DE CÁ E DELÁ

Daqui e dali, dos lugares por onde andei ou por onde gostaria de ter andado, dos mares que naveguei, dos versos que fiz, dos amigos que tive, das terras que amei, dos livros que escrevi.
Por onde me perdi, aonde me encontrei... Hei-de falar muito do que me agrada e pouco do que me desgosta.
O meu trabalho, que fui eu quase todo, ficará de fora deste projecto.
Vou tentar colar umas páginas às outras. Serão precárias, como a vida, e nunca hão-de ser livro. Não é esse o destino de tudo o que se escreve.

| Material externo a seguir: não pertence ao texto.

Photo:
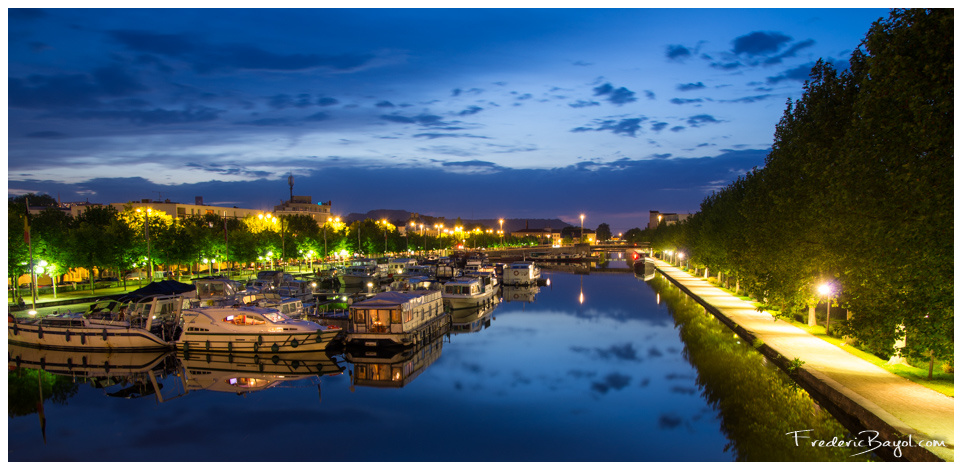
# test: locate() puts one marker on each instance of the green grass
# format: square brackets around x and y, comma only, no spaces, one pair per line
[941,382]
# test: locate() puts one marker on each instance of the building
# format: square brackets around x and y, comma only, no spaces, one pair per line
[302,205]
[181,211]
[655,218]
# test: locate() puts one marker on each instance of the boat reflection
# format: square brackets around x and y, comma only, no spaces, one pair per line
[245,374]
[473,320]
[119,374]
[393,367]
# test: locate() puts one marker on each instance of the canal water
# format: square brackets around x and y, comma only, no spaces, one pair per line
[602,367]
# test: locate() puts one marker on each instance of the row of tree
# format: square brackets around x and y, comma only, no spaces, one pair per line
[105,239]
[857,193]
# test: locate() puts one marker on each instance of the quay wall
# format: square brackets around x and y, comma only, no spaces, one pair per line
[853,410]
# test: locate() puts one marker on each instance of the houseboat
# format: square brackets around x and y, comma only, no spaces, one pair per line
[247,329]
[469,291]
[396,318]
[149,324]
[393,368]
[521,274]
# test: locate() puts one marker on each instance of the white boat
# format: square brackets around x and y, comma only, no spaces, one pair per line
[248,330]
[150,324]
[396,318]
[416,283]
[469,291]
[521,274]
[217,291]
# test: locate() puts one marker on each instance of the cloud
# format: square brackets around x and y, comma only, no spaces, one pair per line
[618,96]
[698,120]
[790,52]
[629,126]
[759,43]
[74,90]
[678,52]
[237,56]
[690,86]
[149,117]
[47,135]
[799,74]
[583,104]
[471,110]
[612,381]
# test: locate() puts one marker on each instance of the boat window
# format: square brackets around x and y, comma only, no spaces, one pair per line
[245,320]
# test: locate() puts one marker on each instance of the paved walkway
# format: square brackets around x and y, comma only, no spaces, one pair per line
[874,396]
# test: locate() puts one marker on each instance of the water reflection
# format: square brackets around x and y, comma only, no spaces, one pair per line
[757,403]
[246,374]
[394,367]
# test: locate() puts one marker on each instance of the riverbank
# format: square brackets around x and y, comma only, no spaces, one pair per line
[868,396]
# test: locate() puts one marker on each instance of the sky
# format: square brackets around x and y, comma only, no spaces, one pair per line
[471,113]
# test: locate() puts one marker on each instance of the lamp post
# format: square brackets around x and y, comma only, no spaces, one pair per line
[825,290]
[150,264]
[501,231]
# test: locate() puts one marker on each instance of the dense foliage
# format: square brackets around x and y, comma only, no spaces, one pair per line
[857,192]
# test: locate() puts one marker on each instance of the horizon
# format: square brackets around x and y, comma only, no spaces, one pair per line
[472,113]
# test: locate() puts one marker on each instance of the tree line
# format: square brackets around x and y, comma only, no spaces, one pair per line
[856,194]
[104,239]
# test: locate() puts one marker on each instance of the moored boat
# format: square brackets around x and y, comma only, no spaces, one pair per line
[521,273]
[469,291]
[150,324]
[396,318]
[250,330]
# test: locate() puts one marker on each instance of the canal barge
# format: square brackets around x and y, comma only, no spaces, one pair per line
[150,324]
[396,319]
[521,274]
[250,330]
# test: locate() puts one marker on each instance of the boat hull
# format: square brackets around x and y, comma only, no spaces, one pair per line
[94,338]
[263,343]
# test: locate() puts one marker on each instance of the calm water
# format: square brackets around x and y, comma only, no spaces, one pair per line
[599,367]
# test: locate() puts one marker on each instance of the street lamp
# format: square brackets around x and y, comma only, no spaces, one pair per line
[582,238]
[826,290]
[147,229]
[501,232]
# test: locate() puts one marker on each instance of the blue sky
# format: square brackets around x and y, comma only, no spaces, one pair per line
[472,113]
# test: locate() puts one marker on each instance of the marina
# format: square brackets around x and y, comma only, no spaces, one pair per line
[606,352]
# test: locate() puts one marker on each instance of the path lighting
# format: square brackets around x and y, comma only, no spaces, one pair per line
[147,231]
[826,290]
[582,229]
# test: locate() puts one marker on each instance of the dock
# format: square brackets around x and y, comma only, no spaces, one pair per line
[871,398]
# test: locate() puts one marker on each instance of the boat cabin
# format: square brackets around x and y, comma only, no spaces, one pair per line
[400,318]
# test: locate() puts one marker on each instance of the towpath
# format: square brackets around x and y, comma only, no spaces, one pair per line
[876,399]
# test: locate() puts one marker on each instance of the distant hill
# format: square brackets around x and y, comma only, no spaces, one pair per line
[401,217]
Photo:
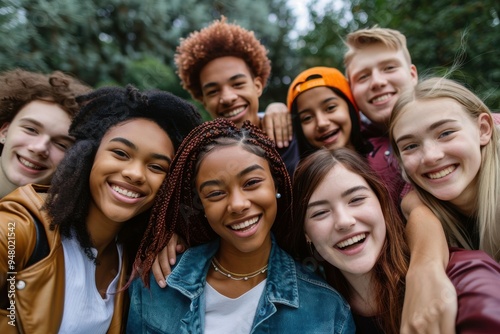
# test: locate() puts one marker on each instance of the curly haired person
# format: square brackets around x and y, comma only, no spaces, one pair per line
[35,113]
[226,68]
[93,214]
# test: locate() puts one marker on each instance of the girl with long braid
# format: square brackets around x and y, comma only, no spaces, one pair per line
[229,196]
[92,217]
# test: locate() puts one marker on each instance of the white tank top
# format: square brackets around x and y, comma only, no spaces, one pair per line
[85,311]
[228,315]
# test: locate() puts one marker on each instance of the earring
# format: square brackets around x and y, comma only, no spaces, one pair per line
[309,244]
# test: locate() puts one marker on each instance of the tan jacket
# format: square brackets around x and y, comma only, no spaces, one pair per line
[39,289]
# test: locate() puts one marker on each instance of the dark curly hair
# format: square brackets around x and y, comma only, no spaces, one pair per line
[19,87]
[178,208]
[220,39]
[69,194]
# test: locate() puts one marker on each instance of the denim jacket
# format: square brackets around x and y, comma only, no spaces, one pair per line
[294,299]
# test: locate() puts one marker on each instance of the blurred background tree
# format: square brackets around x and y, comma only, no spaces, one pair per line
[133,41]
[457,38]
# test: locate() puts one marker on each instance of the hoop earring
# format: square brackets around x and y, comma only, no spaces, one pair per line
[310,246]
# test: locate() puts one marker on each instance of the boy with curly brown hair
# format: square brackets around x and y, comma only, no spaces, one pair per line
[35,113]
[226,68]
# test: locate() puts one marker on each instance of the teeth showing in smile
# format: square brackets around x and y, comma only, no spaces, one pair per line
[441,173]
[245,224]
[351,241]
[125,192]
[330,134]
[233,112]
[29,164]
[381,98]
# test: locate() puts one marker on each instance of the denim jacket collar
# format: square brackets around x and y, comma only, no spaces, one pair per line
[189,276]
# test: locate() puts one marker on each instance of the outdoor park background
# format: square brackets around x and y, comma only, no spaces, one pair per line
[133,41]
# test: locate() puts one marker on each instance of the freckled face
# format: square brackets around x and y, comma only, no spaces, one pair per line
[345,222]
[378,76]
[239,198]
[441,151]
[130,164]
[35,143]
[324,117]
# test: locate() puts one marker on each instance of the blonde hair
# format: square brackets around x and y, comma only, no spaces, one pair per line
[488,185]
[360,39]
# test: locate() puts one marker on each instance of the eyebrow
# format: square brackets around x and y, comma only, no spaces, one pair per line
[240,174]
[431,127]
[213,84]
[37,123]
[322,102]
[381,63]
[343,194]
[131,145]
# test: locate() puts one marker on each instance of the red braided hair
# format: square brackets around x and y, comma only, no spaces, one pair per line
[178,209]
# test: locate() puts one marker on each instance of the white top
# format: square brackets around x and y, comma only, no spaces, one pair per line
[85,311]
[228,315]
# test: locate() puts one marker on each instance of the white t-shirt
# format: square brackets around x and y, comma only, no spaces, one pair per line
[228,315]
[85,311]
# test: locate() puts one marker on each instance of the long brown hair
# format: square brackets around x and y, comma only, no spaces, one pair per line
[178,208]
[390,270]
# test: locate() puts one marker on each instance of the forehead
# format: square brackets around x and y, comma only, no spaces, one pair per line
[337,180]
[228,161]
[223,69]
[316,94]
[46,113]
[142,132]
[374,55]
[422,112]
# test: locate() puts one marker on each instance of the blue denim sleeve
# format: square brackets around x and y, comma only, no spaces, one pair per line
[350,327]
[134,314]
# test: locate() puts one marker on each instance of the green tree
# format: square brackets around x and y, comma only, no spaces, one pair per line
[445,37]
[130,41]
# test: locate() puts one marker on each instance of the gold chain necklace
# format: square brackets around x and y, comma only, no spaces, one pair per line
[237,277]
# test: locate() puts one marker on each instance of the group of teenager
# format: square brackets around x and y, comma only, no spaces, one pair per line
[121,211]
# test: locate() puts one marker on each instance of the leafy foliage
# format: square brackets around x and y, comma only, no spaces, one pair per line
[133,41]
[455,38]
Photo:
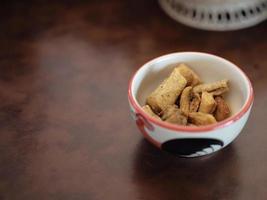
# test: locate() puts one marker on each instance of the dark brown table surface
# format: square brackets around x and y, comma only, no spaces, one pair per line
[65,127]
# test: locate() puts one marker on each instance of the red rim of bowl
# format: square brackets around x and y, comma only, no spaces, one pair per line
[174,127]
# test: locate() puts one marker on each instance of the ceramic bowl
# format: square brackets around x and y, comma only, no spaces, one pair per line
[184,140]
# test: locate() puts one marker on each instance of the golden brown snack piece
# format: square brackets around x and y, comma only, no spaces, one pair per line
[149,111]
[219,91]
[222,111]
[199,118]
[208,87]
[185,100]
[167,92]
[208,104]
[190,76]
[194,104]
[173,115]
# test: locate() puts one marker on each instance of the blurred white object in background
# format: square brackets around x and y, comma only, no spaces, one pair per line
[218,15]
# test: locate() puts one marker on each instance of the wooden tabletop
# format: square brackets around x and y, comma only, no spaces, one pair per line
[65,128]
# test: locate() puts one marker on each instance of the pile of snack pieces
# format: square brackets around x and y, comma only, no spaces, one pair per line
[184,100]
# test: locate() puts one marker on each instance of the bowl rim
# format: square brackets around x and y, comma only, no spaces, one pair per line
[166,125]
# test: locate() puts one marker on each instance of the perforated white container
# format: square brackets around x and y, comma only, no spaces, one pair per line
[219,15]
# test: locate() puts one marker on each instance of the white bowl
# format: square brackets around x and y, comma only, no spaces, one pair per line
[183,140]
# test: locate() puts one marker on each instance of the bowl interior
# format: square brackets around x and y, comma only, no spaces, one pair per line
[210,68]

sexta-feira, 31 de março de 2017



E pronto... Acaba aqui a saga do Tamegão. Esperemos pelo livro impresso em papel. Foi um prazer acolher o Nunes Pinto neste espaço.

António Trabulo


CARLOS NUNES PINTO




REFLEXÃO

A cada ano de saudades correspondem dez anos civis. Posso dizer, com verdade, que já estou em Portugal há quatrocentos e tal anos.
A África não estava no beirado das casas. Estava nos pingos da chuva que escorregavam do capim das cubatas, fazendo buraquinhos em auréola, assinalando pequenos territórios.
Não estava nos coleguinhas da escola, de colarinhos feitos por medida.
Estava na nudez dos troncos de homens e mulheres, na liberdade de ser essência.
Não estava nas batas, nem nas meias altas.
Estava na sola rija dos pés que pisavam sem dar pelos espinhos do caminho.
Pele dura que gretava pelo quente do sol e pelo cieiro frio da noite.
Não estava nos animais guardados em jaulas de aço.
Estava no berro de liberdade dos que pastavam tranquilos na savana, à beira do rio.
Não estava nas luzes das cidades que nos negam o sono.
Estava na luz da lua que nos ensinava os caminhos.
Não estava na brancura da neve da serra nem na brisa gelada do Norte.
Estava no calor do sol que abrasava os nossos abraços.
Não está em mim, nem em ti. Está nesta saudade que o batuque vai reclamando.